BlueKeep exploit released by Metasploit team

bluekeep

Keeping in mind the availability of the BlueKeep Windows, a weaponized exploit has been released by the Metasploit developers.

In the past, defanged BlueKeep proof-of-concept code was released by other security researchers. According to the infosec professionals who reviewed this module of Metasploit, this exploit is quite advanced and can achieve code execution on the remote systems.

BlueKeep concept

BlueKeep is also termed as CVE-2019-0708 2019-0708. It is a vulnerability in the RDP or Remote Desktop Protocol service in older Windows’ version like operating system Windows Server 2008 R2, Windows Server 2008, Windows 7, Windows 2003 and, Windows XP.

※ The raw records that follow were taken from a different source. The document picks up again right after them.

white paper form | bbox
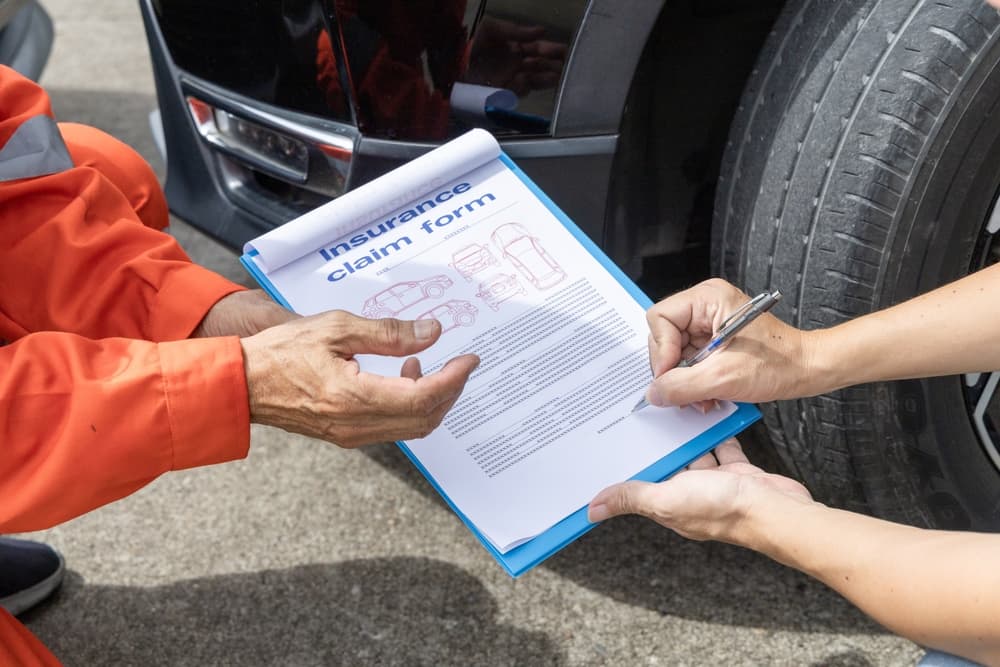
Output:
[250,145,736,553]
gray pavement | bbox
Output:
[13,0,919,667]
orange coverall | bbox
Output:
[0,67,250,667]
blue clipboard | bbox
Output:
[240,153,761,577]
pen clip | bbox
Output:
[716,292,770,336]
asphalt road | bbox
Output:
[13,0,919,667]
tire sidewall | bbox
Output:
[863,42,1000,530]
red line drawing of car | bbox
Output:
[491,222,566,289]
[415,299,479,333]
[476,273,527,310]
[451,243,500,280]
[361,275,454,319]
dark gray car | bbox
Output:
[140,0,1000,529]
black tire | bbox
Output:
[713,0,1000,530]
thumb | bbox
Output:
[587,480,656,523]
[339,315,441,357]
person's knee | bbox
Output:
[59,123,169,229]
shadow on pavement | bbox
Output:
[22,558,565,667]
[361,444,886,634]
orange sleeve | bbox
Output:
[0,167,243,341]
[0,332,250,533]
[0,607,62,667]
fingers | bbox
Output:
[646,279,747,378]
[338,354,479,447]
[399,357,423,380]
[715,438,749,466]
[688,452,719,470]
[587,481,657,523]
[331,311,441,357]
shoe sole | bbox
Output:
[0,553,66,616]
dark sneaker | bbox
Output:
[0,537,66,616]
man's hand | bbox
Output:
[468,17,569,96]
[646,279,822,406]
[191,289,299,338]
[241,311,479,447]
[588,438,812,544]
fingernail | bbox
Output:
[646,387,666,408]
[587,505,611,523]
[413,320,437,340]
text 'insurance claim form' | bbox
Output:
[247,129,736,553]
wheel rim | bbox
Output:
[963,201,1000,472]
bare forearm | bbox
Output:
[807,265,1000,394]
[735,497,1000,665]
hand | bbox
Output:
[646,279,819,406]
[191,289,299,338]
[587,438,812,544]
[241,311,479,447]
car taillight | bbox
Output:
[186,95,354,197]
[187,97,309,183]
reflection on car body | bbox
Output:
[415,299,479,333]
[361,275,453,318]
[492,222,566,289]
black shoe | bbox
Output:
[0,537,66,616]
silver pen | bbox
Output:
[629,290,781,414]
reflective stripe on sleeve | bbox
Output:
[0,115,73,181]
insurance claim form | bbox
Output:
[245,133,736,553]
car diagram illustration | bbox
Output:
[361,275,454,319]
[476,273,527,310]
[491,222,566,289]
[451,243,500,280]
[415,299,479,333]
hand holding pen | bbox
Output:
[633,280,788,412]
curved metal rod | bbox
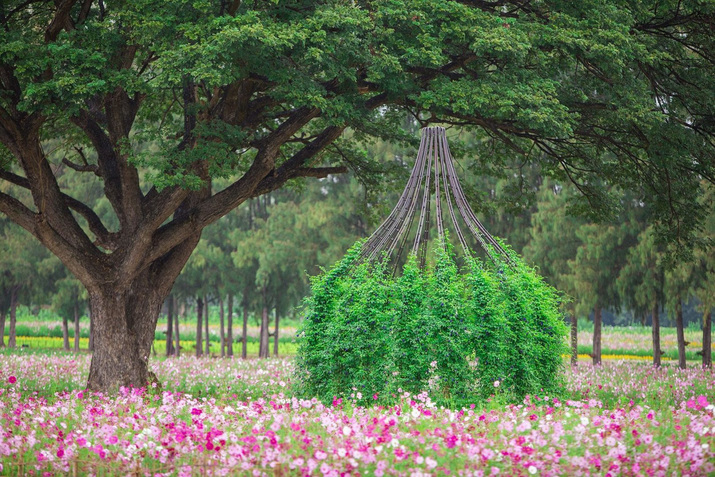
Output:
[360,127,513,273]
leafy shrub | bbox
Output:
[297,238,567,404]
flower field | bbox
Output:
[0,352,715,476]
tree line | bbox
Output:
[0,133,715,367]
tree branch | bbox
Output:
[62,157,102,177]
[45,0,77,43]
[0,170,117,250]
[0,189,36,231]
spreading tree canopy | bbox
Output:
[0,0,715,390]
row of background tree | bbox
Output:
[0,122,715,366]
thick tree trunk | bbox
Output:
[675,296,686,369]
[7,286,20,348]
[87,273,168,393]
[204,296,211,357]
[166,295,174,356]
[226,293,233,356]
[171,296,183,357]
[591,305,602,366]
[241,297,248,359]
[571,313,578,366]
[218,296,226,358]
[62,313,70,351]
[74,302,80,353]
[196,297,204,358]
[651,299,661,368]
[0,310,7,348]
[273,307,280,356]
[703,311,713,368]
[87,303,94,351]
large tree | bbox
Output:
[0,0,715,391]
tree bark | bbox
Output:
[87,303,94,351]
[171,296,181,357]
[675,296,686,369]
[571,313,578,366]
[74,301,80,353]
[258,305,269,358]
[226,293,233,356]
[591,305,602,366]
[703,311,713,368]
[166,295,174,356]
[87,273,168,393]
[273,307,280,356]
[204,295,211,358]
[7,286,20,348]
[196,297,204,358]
[0,310,7,348]
[218,296,226,358]
[651,298,661,368]
[62,313,70,351]
[241,296,248,359]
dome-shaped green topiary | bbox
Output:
[297,238,567,405]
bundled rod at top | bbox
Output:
[362,127,510,266]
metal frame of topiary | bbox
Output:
[297,127,567,405]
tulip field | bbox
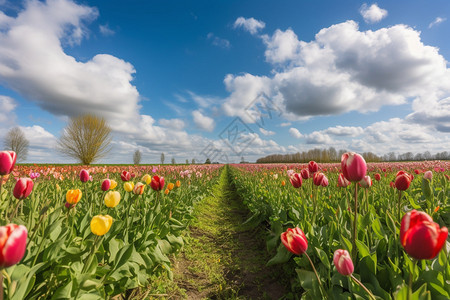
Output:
[0,151,450,299]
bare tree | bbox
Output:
[58,114,111,165]
[133,150,142,165]
[4,127,30,161]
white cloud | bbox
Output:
[325,125,364,136]
[428,17,447,28]
[192,110,216,132]
[259,128,275,136]
[223,21,450,122]
[359,3,388,23]
[99,24,116,36]
[206,32,231,49]
[289,127,303,139]
[233,17,266,34]
[0,95,17,126]
[159,119,185,130]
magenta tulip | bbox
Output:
[0,224,28,269]
[13,178,34,199]
[0,151,17,176]
[341,152,367,182]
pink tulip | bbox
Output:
[80,169,89,182]
[333,249,354,276]
[13,178,34,199]
[0,224,28,269]
[102,179,111,192]
[308,160,319,174]
[341,152,367,182]
[0,151,17,176]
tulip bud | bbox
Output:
[333,249,354,276]
[133,182,145,195]
[423,171,433,181]
[308,160,319,174]
[395,171,413,191]
[400,210,448,259]
[289,173,302,189]
[150,176,164,191]
[0,151,17,176]
[13,178,34,199]
[80,169,89,182]
[91,215,113,235]
[123,181,134,192]
[66,189,83,204]
[341,152,367,182]
[102,178,111,192]
[105,191,120,207]
[0,224,28,269]
[359,175,372,189]
[109,179,117,190]
[338,173,351,187]
[300,169,309,179]
[120,171,131,181]
[281,227,308,255]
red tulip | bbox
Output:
[80,169,89,182]
[338,173,351,187]
[400,210,448,259]
[0,151,17,176]
[150,176,164,191]
[120,171,131,181]
[300,169,309,179]
[102,178,111,192]
[341,152,367,182]
[359,175,372,189]
[13,178,34,199]
[308,160,319,174]
[281,227,308,255]
[313,172,328,186]
[333,249,354,276]
[289,173,302,189]
[395,171,413,191]
[0,224,28,269]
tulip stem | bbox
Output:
[304,252,328,299]
[352,182,358,260]
[350,274,376,300]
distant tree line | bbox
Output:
[256,147,450,163]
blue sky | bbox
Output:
[0,0,450,163]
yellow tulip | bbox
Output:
[105,191,120,207]
[133,182,145,195]
[109,179,117,190]
[142,174,152,184]
[91,215,112,235]
[123,181,134,192]
[66,189,82,204]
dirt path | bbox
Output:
[167,166,287,299]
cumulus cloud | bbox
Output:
[0,95,17,126]
[192,110,216,132]
[289,127,303,139]
[428,17,447,28]
[259,128,275,136]
[99,24,115,36]
[159,119,185,130]
[206,32,231,49]
[359,3,388,23]
[223,21,450,120]
[233,17,266,34]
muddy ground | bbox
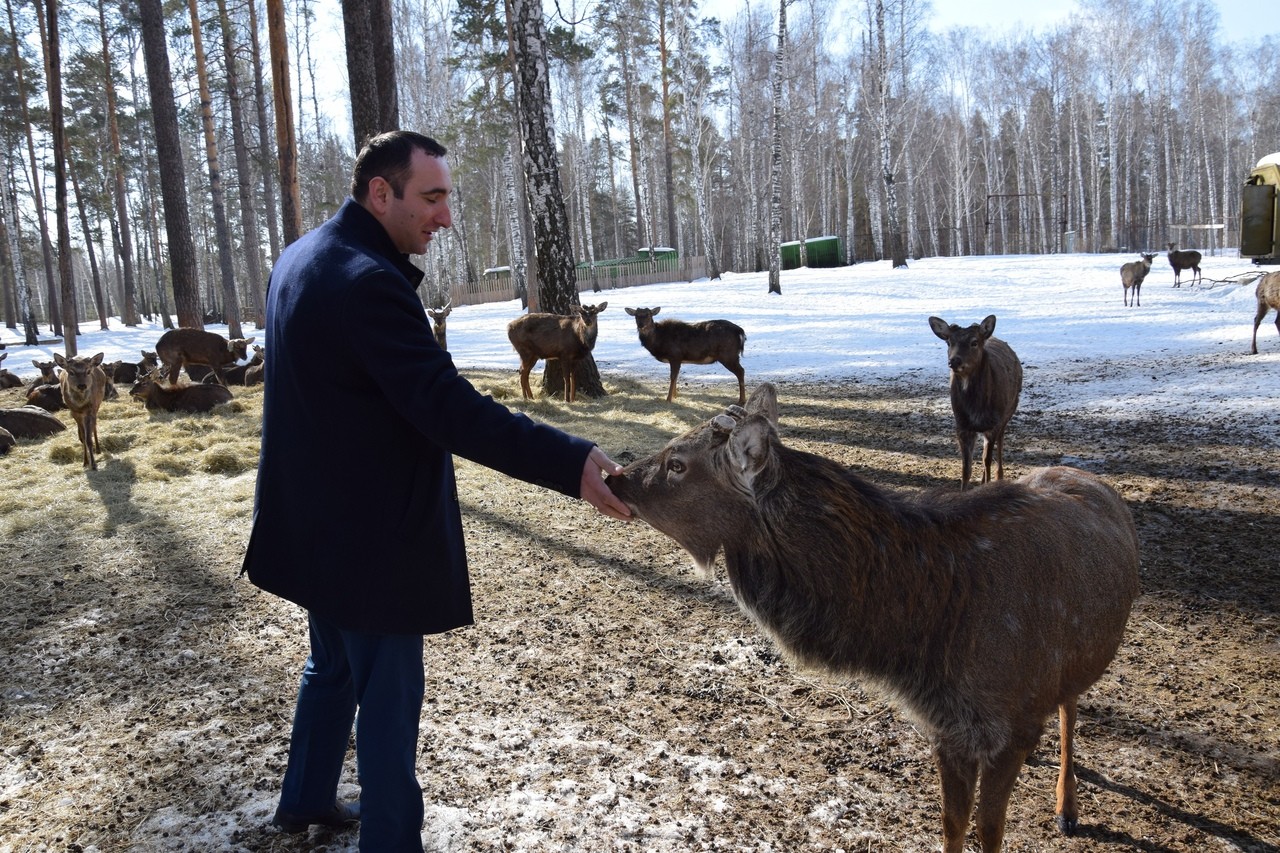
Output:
[0,375,1280,853]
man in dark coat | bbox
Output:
[244,131,630,853]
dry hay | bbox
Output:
[0,371,1280,853]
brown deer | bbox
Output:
[929,314,1023,491]
[507,302,609,402]
[129,374,232,414]
[625,306,746,406]
[54,352,106,471]
[1249,273,1280,355]
[1169,243,1201,287]
[207,343,265,386]
[0,352,22,388]
[1120,252,1156,307]
[156,328,253,386]
[608,384,1138,853]
[426,301,453,350]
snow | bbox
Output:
[0,254,1280,442]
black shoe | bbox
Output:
[271,800,360,835]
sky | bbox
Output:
[0,252,1280,444]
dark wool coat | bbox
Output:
[244,199,591,634]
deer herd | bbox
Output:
[0,245,1280,853]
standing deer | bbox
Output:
[54,352,106,471]
[153,328,253,386]
[426,301,453,350]
[608,384,1138,853]
[507,302,609,402]
[1120,252,1156,307]
[625,306,746,406]
[929,314,1023,491]
[1251,273,1280,355]
[1169,243,1201,287]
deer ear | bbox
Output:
[929,316,951,341]
[728,418,773,485]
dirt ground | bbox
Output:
[0,375,1280,853]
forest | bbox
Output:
[0,0,1280,351]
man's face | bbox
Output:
[366,149,453,255]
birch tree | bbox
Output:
[187,0,244,338]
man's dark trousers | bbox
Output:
[280,615,425,853]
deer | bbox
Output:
[129,373,232,414]
[507,302,609,402]
[607,383,1139,853]
[1249,273,1280,355]
[156,328,255,386]
[1120,252,1156,307]
[426,300,453,350]
[1169,243,1201,287]
[929,314,1023,492]
[625,306,746,406]
[0,352,22,388]
[54,352,106,471]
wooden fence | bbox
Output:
[449,256,707,306]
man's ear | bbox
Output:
[366,175,393,215]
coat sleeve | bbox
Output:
[332,272,593,497]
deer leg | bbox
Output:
[977,743,1036,853]
[933,747,978,853]
[1053,697,1080,835]
[956,432,978,492]
[520,359,534,400]
[721,361,746,406]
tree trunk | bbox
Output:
[264,0,302,246]
[342,0,399,151]
[138,0,205,329]
[36,0,79,357]
[69,159,110,332]
[187,0,244,338]
[218,0,266,329]
[0,172,40,347]
[5,0,63,346]
[97,0,141,327]
[246,0,280,262]
[507,0,605,397]
[769,0,787,295]
[658,0,680,248]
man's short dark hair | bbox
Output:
[351,131,447,202]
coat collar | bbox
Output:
[334,197,426,288]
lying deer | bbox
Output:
[929,314,1023,491]
[507,302,609,402]
[608,384,1138,853]
[54,352,106,471]
[626,306,746,406]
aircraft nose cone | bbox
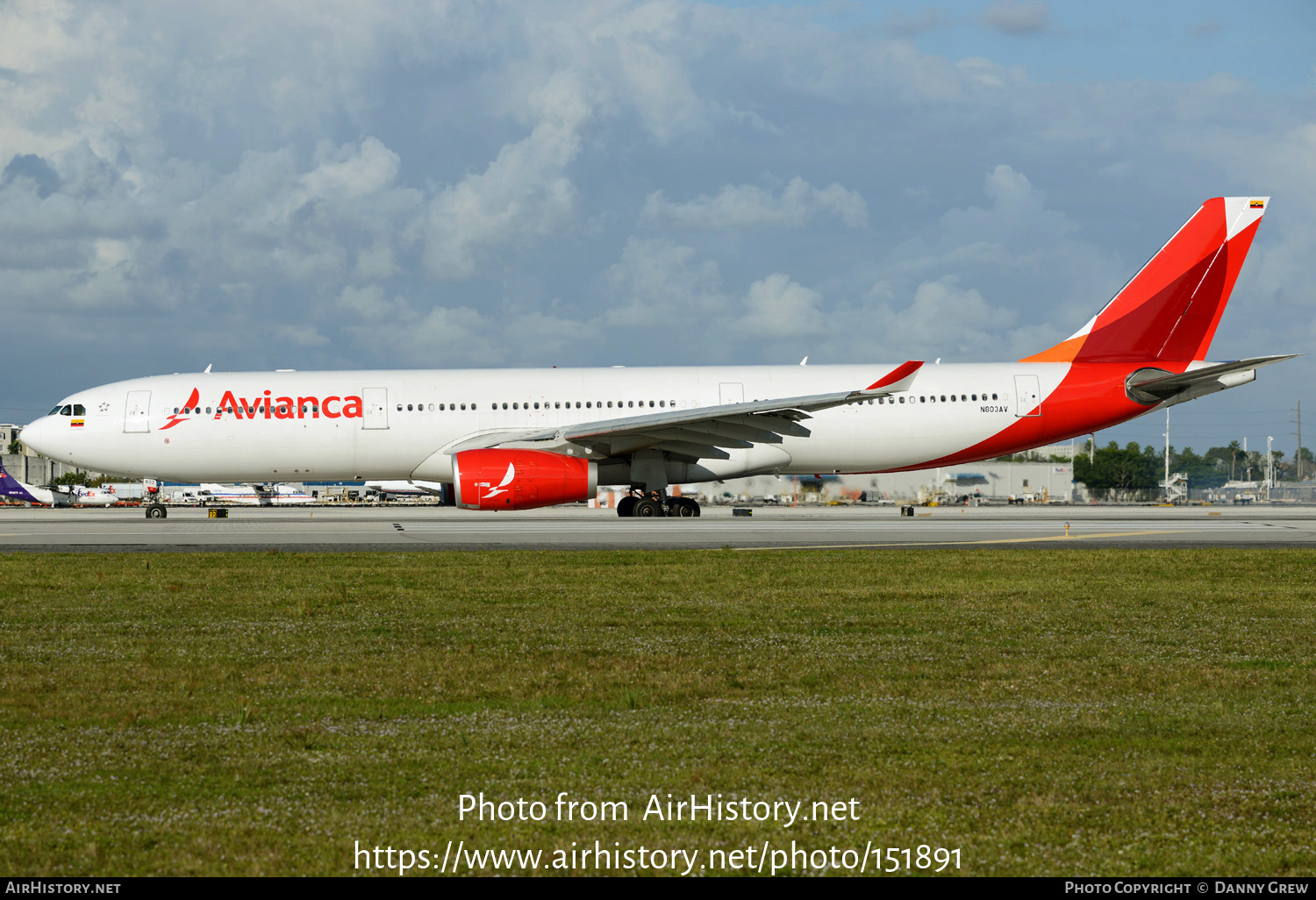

In May 2019, BlueKeep was patched by Microsoft. The Patch Tuesday security fixes was released on 14th May and users were warned about immediate applications.

The OS marker described BlueKeep as a “wormable” vulnerability to spur the users into quick patching. This can lead to self-propagate similarly like EternalBlue exploits aids the WannaCry Ransomware transmit to several computers in the year 2017.

The community of cybersecurity has been holding their breath for the weaponized BlueKeep exploit release. They were afraid that it will also be abused in the same way and power the malware outbreak at the global level.

Microsoft has repeatedly told users to apply patches. the US Department of Homeland Security, the US National Security Agency (NSA), Germany’s BSI cyber-security agency, the UK’s National Cyber Security Centre, and the Australian Cyber Security Centre have given security alerts to users, urging them to patch old the previous Windows version. BlueKeep exploits have been developed by multiple cybersecurity researchers and security firms. But none of them release the code due to the fear of consequences.

The infosec community got afraid first in July when the cybersecurity company Immunity Inc. started selling a private BlueKeep exploit. This exploit always remained private.